Envie, ressentiment, mépris sont prédominants dans les sociétés qui s’effondrent, disais-je dans un précédent article. J’aurais pu ajouter : inaptitude à voir le monde en dépassant ses propres préjugés.
Parce qu’elle est à nos portes et veut entrer dans l’Europe, nous prenons vis-à-vis de la Turquie des attitudes de xénophobie sans fondements rationnels. Géographiquement, la Turquie ne serait pas en Europe, mais l’île de Chypre, située au Sud de l’Anatolie centrale, elle, serait pleinement européenne (parce qu’elle est peuplée majoritairement de grecs orthodoxes sans doute), divers pays situés sur le flanc nord de la Turquie auraient, eux aussi, vocation à entrer dans l’Europe.

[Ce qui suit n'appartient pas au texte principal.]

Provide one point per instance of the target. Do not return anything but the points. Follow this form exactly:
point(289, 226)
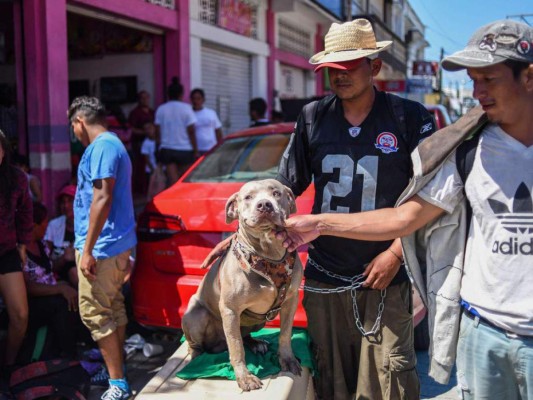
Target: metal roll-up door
point(226, 79)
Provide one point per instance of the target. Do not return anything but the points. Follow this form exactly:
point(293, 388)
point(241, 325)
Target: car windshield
point(242, 159)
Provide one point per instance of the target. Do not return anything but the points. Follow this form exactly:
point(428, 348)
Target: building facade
point(54, 50)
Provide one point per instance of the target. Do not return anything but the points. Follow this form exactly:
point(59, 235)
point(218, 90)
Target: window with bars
point(170, 4)
point(294, 39)
point(221, 13)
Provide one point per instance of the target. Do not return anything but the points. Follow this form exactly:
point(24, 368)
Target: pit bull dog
point(248, 285)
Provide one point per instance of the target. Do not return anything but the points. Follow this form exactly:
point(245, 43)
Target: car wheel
point(422, 335)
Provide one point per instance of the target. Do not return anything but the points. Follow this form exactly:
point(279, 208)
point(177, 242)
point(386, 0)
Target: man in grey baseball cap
point(475, 274)
point(493, 44)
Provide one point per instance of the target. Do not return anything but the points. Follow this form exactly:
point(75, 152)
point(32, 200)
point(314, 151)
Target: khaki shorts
point(101, 301)
point(350, 366)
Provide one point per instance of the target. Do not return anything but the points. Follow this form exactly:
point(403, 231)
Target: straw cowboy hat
point(349, 41)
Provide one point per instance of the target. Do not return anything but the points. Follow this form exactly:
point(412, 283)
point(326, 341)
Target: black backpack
point(59, 378)
point(315, 110)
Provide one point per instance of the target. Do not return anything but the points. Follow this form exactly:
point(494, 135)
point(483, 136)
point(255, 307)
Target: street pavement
point(141, 369)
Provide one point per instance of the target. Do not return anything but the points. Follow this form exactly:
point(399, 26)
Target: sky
point(450, 23)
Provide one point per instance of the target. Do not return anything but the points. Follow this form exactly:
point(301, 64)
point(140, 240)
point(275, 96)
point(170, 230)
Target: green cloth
point(208, 365)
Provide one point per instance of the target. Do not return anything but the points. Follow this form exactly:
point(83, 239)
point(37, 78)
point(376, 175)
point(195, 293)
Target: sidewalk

Ceux qui voient que l’argument géographique ne tient guère puisque l’Europe n’est, après tout qu’un appendice géographique de l’Asie, reportent leurs arguments sur le terrain culturel et religieux : la Turquie est essentiellement musulmane et pas de culture européenne. Se souvient-on qu’au XIXe siècle, l’empire ottoman était appelée « l’homme malade de l’Europe », pas « l’homme malade à l’extérieur de l’Europe » ? Et discerne-t-on, en parlant religion, que l’islam est en Europe : la Bosnie doit-elle être exclue définitivement ? Certains auraient-ils souhaité, par haine anti-musulmane, que le national-socialiste Milosevic achève le travail ?

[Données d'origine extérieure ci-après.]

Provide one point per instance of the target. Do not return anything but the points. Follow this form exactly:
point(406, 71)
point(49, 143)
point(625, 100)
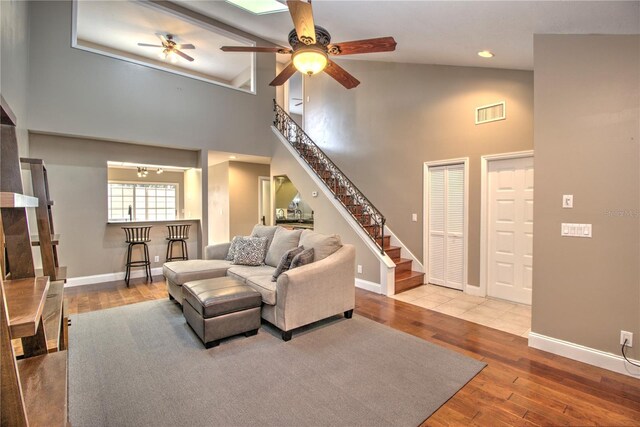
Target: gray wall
point(327, 220)
point(74, 92)
point(14, 59)
point(403, 115)
point(77, 172)
point(218, 191)
point(587, 128)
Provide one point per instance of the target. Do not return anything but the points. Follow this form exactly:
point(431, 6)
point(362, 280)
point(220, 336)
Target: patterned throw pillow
point(285, 262)
point(251, 251)
point(303, 258)
point(233, 248)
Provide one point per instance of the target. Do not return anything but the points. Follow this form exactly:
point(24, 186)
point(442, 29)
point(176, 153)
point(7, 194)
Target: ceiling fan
point(311, 46)
point(170, 48)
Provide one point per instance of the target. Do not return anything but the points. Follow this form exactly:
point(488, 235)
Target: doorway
point(264, 200)
point(508, 210)
point(446, 223)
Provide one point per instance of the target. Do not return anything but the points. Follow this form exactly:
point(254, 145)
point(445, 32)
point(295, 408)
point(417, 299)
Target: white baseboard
point(584, 354)
point(108, 277)
point(369, 286)
point(474, 290)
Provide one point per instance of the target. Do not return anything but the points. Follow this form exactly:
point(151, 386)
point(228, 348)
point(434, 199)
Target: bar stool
point(137, 236)
point(178, 233)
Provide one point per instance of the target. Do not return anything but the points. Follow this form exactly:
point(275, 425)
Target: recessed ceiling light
point(259, 7)
point(485, 54)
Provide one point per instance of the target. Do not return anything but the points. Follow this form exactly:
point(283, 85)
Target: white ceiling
point(120, 25)
point(443, 32)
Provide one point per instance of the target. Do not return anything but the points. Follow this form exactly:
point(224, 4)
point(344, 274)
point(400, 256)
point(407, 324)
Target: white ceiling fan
point(171, 49)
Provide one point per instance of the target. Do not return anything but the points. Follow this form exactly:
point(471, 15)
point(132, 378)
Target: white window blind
point(142, 202)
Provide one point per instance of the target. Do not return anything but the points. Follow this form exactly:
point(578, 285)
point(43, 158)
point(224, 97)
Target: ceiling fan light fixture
point(310, 60)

Dans des pays comme la France, la proportion représentée par les musulmans ne cesse et ne cessera de monter, en raison de notre natalité asthénique. Il est trop tard pour espérer faire de l’Europe un club chrétien. Il est illusoire de vouloir faire de l’Europe une forteresse Europe, car nous n’en avons plus les moyens policiers et militaires.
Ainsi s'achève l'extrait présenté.